Artwork by Mark Whalen. Photo – courtesy of ‘All We Can’t See’.

Artwork by Sam Harrison. Photo – courtesy of ‘All We Can’t See’.

‘Sea of sorrow, prayer for guidance’ by Josh Yeldham. Photo – courtesy of ‘All We Can’t See’.

Lucy Feagins
Wednesday 31st January 2018

‘Imagery is immediate, it can override prejudice, language, fear, politics, and speak directly to people’s hearts.’ – Arielle Gamble.

Curated and organised by book designer and illustrator Arielle Gamble, All We Can’t See is the product of over twelve months of tireless fundraising, cold-calling, organising and rallying of troops.

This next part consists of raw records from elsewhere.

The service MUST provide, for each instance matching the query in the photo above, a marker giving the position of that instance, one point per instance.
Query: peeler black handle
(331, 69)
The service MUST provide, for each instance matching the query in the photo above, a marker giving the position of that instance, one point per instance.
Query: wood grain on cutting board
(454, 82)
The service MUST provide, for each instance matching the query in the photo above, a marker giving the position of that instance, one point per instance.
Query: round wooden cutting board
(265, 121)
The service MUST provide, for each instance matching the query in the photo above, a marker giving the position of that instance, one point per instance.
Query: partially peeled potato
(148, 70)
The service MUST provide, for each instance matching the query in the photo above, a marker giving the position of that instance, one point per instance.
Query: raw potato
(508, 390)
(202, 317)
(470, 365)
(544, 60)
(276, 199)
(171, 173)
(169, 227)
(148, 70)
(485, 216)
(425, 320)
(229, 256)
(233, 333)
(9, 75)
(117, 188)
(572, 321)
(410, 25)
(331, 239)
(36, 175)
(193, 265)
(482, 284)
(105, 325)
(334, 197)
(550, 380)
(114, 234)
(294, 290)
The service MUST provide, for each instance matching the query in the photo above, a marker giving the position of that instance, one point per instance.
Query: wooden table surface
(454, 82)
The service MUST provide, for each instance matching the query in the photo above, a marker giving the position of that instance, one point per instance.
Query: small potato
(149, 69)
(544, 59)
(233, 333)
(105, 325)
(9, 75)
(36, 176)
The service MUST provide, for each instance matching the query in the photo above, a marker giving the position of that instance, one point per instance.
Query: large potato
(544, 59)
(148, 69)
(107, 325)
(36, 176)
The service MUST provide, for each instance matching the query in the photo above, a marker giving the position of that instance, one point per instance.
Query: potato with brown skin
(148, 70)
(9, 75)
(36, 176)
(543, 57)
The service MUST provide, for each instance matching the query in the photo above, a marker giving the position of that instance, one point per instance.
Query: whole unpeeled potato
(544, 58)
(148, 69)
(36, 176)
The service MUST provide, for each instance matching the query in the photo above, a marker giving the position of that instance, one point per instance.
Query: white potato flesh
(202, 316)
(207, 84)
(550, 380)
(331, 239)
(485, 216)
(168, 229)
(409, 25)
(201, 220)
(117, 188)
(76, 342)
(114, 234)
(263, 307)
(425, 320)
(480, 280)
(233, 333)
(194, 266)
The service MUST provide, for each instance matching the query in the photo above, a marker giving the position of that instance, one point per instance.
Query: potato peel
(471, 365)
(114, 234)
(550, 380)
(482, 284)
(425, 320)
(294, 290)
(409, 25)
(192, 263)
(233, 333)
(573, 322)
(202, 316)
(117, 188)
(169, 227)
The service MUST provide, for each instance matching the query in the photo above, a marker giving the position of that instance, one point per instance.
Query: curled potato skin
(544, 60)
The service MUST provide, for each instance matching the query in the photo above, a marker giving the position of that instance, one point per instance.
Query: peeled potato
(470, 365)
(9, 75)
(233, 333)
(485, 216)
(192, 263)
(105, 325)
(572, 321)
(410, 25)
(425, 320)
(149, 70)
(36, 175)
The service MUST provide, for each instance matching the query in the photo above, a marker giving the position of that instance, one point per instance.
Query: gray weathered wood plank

Arielle has never done anything like this before, but her passion and drive is an empowering reminder of the role one small voice can play, even in the most overwhelming, seemingly hopeless of battles.

We spoke to Arielle this week about this amazing project. Her words are so inspiring, we haven’t edited as much as we usually would… I sincerely hope you can find a few extra minutes to read them in full – they deserve our full attention.

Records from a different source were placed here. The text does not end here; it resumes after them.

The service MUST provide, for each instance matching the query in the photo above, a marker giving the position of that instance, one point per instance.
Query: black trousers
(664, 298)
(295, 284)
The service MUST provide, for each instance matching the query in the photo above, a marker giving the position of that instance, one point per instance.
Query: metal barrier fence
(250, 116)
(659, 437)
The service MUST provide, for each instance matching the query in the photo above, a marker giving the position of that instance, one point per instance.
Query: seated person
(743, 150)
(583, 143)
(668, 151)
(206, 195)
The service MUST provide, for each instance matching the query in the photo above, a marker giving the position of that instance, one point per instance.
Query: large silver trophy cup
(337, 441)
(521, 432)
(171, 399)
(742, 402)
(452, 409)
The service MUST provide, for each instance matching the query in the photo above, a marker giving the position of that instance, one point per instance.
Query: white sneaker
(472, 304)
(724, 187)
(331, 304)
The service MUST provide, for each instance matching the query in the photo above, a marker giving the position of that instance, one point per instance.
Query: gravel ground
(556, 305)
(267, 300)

How and when did the idea for this exhibition come to you?

Reading Richard Flanagan’s essay ‘Does Writing Matter‘. He described the Nauru Files as, “an extraordinary trove of anonymous short stories… Sometimes, writing can panic us in the same way we are sometimes panicked at the moment of waking: here is the day and here is the world and we can sleep no longer, we must rise and live within it.”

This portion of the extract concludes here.